Man bewegt den Arm – und ein Roboter führt die Bewegung nach. Diese intuitive Bedienung ist dank eines Eingabegeräts möglich, das Forscher des Fraunhofer-Instituts für Produktionstechnik und Automatisierung IPA in Stuttgart entwickelt haben. In dem Eingabegerät befinden sich verschiedene Bewegungssensoren (Inertialsensoren). Entscheidend ist ihr Zusammenspiel: Spezielle Algorithmen fusionieren die Daten der einzelnen Sensoren und ermitteln daraus ein Bewegungsmuster. So ist es möglich, Bewegungen frei im Raum zu detektieren.

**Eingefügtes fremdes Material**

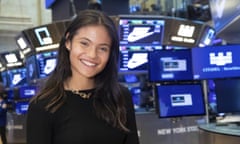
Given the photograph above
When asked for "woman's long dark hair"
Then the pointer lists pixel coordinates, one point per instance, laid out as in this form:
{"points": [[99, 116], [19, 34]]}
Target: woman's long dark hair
{"points": [[108, 98]]}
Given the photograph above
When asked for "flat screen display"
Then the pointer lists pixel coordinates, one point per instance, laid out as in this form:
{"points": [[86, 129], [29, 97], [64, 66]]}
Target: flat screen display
{"points": [[31, 66], [5, 79], [17, 77], [133, 61], [141, 31], [180, 100], [26, 92], [46, 63], [207, 37], [183, 33], [227, 95], [224, 12], [45, 37], [21, 107], [214, 62], [170, 65]]}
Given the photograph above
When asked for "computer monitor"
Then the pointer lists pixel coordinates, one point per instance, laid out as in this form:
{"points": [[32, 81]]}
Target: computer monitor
{"points": [[180, 100], [141, 30], [216, 62], [21, 107], [32, 69], [46, 63], [170, 65], [27, 92], [133, 61], [227, 95], [17, 77]]}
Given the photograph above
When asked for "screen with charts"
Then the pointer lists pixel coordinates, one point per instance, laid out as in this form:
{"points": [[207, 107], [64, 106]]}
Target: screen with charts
{"points": [[26, 92], [17, 77], [46, 63], [170, 65], [227, 95], [140, 31], [180, 100], [21, 107], [207, 37], [31, 66], [214, 62], [5, 79], [133, 61]]}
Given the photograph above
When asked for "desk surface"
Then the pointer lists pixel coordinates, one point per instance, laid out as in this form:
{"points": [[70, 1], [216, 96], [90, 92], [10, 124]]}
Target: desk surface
{"points": [[225, 128]]}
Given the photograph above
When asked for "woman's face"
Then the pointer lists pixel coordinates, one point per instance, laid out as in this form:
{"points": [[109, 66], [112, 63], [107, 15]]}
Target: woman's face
{"points": [[89, 51]]}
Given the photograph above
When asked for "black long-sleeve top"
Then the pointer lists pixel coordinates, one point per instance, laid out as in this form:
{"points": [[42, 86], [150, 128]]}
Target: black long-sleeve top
{"points": [[76, 123]]}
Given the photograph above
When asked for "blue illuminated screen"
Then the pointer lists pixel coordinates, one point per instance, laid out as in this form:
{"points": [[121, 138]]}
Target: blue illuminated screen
{"points": [[31, 66], [17, 77], [227, 95], [180, 100], [170, 65], [46, 63], [135, 61], [21, 107], [140, 31], [27, 91], [216, 62]]}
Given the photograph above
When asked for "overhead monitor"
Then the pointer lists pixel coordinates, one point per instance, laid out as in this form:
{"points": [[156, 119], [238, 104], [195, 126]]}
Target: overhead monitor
{"points": [[170, 65], [133, 61], [23, 43], [141, 30], [17, 77], [183, 32], [27, 92], [32, 69], [45, 37], [46, 63], [215, 62], [228, 95]]}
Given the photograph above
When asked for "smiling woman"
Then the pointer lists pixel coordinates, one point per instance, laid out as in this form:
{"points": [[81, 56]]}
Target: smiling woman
{"points": [[82, 101]]}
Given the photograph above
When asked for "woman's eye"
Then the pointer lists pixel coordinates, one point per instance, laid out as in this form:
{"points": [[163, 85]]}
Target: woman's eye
{"points": [[84, 43]]}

Abb.: Der Roboterarm lässt sich über ein Eingabegerät lenken. Bewegt sich die Hand mit dem Gerät, so ahmt der Roboter die Bewegung nach. (Bild: Fraunhofer IPA)

Abb.: Der Roboterarm lässt sich über ein Eingabegerät lenken. Bewegt sich die Hand mit dem Gerät, so ahmt der Roboter die Bewegung nach. (Bild: Fraunhofer IPA)

Neben Anwendungsmöglichkeiten in der Medizin (z.B. zur Regelung aktiver Prothesen) könnte das Sensorsystem die Programmierung von Industrierobotern vereinfachen. Bisher nutzt man dazu ein Lasertrackingsystem, bei dem die Bewegung mit einem Stab vorgemacht wird, auf dem sich ein weißer Markierungspunkt befindet. Ein Laserstrahl wird an diesem Punkt reflektiert und die Bewegung anhand des reflektierten Lichts dokumentiert. Das System einzurichten und zu kalibrieren ist jedoch recht zeitaufwändig. Mit dem neuen Eingabegerät soll diese Vorbereitung künftig entfallen.